Art Group Wanstead member Elsie Drew developed a passion for art at a young age. But with a family to nurture and a career to develop, painting was put on hold. Now, in retirement, Elsie has rediscovered art all over again

As a child, I was always drawing on scraps of paper or sketching in books. I remember drawing Art Deco-style ladies with large Afghan hounds at their sides that I copied from magazines. One of my elder brothers was a very talented artist and he would often show me how to draw or to paint in oils. I now know my preference is watercolour.

It was my mother who took me on my first visit to an art gallery when I was 13. We went to the Whitechapel Art Gallery where they were showing some of Henry Moore’s sculptures. I wished I could have stayed all day.

I thoroughly enjoyed my art classes at school. When I was in my last year at junior school, my teacher read William Blake’s The Tyger to us, but it was years later before I realised Blake was a wonderful artist as well as a poet. The local council held an art exhibition for all the schools in the area and my painting of a tiger coming through the trees was picked to be shown. My art teacher at senior school was considered very Bohemian with lots of beads and bangles and very bright colours on long swirling skirts. I can still see her now and remember her as a wonderful teacher.

After school, my life became very busy, leading to a family and a career, and drawing and painting no longer played such a pivotal role.

After my husband passed away, I decided to join an art class organised by Age UK and realised I had been missing art in my life. I received great encouragement from everyone and have formed wonderful friendships in the process, as well as passing on my childhood wonder and rekindled passion for art to my grandchildren. Rediscovering art – in particular watercolour – has been wonderful in my retirement.

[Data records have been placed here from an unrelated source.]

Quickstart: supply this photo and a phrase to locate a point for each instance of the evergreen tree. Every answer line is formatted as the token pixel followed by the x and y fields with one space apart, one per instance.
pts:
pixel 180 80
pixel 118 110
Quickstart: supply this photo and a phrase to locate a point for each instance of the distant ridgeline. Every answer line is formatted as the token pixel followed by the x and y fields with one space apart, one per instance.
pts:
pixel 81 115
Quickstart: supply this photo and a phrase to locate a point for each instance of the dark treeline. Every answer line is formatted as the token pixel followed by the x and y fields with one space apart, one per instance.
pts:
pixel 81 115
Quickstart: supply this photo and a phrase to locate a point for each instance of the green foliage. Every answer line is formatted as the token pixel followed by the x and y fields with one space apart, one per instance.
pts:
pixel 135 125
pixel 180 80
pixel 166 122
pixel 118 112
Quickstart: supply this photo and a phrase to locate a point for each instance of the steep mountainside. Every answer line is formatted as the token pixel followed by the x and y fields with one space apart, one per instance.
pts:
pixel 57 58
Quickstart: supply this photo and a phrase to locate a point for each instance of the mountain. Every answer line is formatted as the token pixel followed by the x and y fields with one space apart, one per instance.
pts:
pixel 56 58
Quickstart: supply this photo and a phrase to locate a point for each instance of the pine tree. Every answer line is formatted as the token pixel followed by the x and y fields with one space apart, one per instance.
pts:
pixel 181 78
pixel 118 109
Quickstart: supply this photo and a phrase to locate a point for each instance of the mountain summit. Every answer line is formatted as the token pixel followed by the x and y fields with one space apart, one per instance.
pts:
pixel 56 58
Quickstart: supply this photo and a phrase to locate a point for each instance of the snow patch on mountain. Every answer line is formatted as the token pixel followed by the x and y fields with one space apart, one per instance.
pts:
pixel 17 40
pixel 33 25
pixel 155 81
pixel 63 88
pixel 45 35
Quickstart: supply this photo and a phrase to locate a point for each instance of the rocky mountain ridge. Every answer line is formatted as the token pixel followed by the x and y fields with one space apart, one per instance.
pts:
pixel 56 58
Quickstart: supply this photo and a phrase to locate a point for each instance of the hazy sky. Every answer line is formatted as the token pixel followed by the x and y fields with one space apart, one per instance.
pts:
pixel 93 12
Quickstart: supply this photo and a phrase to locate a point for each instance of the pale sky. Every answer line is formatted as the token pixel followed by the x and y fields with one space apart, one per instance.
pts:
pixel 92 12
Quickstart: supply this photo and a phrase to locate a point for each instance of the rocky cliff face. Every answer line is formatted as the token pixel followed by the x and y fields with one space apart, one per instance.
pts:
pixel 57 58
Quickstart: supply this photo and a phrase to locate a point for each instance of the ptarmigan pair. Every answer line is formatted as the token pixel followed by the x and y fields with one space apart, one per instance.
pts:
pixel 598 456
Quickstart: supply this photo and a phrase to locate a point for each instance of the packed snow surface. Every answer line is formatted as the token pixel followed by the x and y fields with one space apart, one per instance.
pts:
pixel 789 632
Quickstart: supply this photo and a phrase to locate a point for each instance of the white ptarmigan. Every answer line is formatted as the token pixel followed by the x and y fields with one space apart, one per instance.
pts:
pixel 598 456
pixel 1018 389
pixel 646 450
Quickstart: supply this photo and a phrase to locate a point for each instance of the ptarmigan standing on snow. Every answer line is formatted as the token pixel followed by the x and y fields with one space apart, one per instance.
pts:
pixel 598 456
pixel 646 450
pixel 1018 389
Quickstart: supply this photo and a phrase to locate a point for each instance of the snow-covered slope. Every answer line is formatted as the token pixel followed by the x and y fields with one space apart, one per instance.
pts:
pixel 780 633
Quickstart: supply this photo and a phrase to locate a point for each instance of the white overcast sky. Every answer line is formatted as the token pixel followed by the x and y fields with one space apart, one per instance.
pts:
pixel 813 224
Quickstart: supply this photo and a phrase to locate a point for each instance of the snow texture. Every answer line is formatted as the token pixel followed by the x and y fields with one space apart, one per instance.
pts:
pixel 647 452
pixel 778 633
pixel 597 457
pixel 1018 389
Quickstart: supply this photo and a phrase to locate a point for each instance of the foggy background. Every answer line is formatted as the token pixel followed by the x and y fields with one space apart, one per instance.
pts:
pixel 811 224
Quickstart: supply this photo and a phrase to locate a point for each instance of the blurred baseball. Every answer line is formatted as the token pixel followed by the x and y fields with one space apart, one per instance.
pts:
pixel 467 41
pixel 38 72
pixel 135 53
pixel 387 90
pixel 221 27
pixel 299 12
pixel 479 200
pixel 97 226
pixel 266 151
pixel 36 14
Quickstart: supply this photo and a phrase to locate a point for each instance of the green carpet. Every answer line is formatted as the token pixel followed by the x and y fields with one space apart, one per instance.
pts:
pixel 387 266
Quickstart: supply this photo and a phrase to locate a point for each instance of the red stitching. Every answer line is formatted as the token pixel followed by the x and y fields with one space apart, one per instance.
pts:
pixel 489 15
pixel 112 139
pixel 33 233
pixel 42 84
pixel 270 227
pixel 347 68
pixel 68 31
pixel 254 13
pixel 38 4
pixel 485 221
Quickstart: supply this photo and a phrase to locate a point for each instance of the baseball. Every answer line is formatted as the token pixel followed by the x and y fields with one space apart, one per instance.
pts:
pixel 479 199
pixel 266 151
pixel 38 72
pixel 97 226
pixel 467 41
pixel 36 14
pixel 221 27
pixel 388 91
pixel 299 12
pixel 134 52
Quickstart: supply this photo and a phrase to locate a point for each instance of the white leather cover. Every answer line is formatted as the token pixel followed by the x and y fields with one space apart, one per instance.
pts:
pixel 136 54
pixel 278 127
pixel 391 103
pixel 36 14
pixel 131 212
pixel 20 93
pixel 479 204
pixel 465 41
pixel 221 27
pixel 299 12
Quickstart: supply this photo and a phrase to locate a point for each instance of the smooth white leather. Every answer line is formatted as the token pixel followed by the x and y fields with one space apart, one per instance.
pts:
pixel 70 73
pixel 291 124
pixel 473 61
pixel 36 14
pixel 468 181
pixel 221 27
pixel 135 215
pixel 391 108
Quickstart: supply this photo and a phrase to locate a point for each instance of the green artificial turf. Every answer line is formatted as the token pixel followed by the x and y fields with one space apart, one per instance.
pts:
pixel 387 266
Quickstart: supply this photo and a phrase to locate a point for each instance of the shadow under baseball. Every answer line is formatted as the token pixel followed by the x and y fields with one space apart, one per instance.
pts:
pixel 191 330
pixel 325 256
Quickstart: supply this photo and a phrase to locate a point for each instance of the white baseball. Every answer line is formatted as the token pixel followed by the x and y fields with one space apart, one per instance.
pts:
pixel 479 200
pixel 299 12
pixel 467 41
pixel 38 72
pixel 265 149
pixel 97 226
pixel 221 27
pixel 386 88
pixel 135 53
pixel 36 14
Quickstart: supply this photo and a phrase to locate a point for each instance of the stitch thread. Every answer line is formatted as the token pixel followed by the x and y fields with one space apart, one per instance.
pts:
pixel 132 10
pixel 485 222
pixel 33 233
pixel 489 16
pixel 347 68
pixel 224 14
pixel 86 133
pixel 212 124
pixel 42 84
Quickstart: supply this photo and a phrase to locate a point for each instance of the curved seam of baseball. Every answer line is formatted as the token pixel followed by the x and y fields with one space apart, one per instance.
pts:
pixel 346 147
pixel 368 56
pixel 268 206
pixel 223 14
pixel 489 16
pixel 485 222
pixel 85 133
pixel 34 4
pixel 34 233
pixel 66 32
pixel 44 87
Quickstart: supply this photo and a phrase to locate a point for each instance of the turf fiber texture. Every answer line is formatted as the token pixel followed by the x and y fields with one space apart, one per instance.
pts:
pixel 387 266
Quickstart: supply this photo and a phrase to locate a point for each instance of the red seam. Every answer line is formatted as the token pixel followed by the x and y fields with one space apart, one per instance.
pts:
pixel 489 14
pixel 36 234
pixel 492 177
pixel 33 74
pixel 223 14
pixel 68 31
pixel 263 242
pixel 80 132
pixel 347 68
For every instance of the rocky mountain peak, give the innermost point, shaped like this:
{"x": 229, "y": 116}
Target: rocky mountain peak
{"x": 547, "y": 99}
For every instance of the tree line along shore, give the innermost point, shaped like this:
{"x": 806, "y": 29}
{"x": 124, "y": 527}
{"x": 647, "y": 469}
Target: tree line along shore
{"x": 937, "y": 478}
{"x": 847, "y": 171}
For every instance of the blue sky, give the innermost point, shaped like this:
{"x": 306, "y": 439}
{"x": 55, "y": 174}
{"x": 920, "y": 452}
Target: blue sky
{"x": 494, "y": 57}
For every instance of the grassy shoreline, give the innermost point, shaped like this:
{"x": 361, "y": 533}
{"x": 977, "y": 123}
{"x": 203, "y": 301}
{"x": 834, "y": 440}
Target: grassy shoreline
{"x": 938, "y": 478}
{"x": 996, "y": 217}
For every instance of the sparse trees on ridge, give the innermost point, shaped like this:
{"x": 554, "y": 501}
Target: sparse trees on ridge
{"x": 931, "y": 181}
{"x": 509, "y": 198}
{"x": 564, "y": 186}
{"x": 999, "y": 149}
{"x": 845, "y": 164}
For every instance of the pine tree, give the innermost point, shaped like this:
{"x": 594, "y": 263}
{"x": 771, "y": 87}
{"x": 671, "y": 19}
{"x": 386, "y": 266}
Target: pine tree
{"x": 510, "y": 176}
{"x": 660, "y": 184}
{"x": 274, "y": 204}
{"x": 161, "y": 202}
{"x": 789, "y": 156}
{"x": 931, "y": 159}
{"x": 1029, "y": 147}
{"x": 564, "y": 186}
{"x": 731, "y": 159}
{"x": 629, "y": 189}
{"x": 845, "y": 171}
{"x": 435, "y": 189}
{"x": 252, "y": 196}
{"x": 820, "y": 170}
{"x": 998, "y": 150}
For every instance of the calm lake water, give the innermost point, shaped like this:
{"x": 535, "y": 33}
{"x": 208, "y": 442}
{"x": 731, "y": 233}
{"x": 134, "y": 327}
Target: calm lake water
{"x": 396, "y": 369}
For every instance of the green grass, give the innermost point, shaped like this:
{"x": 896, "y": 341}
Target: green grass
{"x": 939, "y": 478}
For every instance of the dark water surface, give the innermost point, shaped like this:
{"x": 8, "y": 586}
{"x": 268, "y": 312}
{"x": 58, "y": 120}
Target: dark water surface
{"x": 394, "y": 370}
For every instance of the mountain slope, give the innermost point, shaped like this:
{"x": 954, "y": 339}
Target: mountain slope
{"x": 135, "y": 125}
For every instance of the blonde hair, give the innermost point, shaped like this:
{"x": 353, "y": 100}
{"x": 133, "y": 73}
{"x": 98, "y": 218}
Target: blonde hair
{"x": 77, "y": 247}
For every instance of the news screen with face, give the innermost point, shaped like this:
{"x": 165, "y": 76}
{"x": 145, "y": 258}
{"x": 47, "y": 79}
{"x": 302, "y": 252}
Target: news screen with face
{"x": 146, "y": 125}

My art is constantly changing. When I first started, I felt I had to copy my subject in the finest detail. It was very precise and would frustrate me when I felt the perspective and colours weren’t right and the picture didn’t convey my feelings towards the subject. Then, through art classes both online and locally, I found that it didn’t have to be like that. I was shown how the water could flow over the page, taking the colour with it and mingling with other colours to produce new ones and wonderful unintended shapes. If you have the patience to let the water dry, it will show you the way forward, allowing you to use ‘mark making’ and other mediums to achieve what you want to express on paper.  I have learnt that there is no wrong or right way to approach art, just different ways, and the process of creating a piece is uniquely personal and of a moment.

It’s only recently that I have found the courage to show my paintings and did so at the last local art trail before lockdown. I also entered three paintings in a virtual exhibition organised by Essex Art Club.

I now happily go out and paint, and my friend and I can often be seen in Wanstead Park with our sketchbooks and paints enjoying chats with walkers and other artists and the Wanstead community.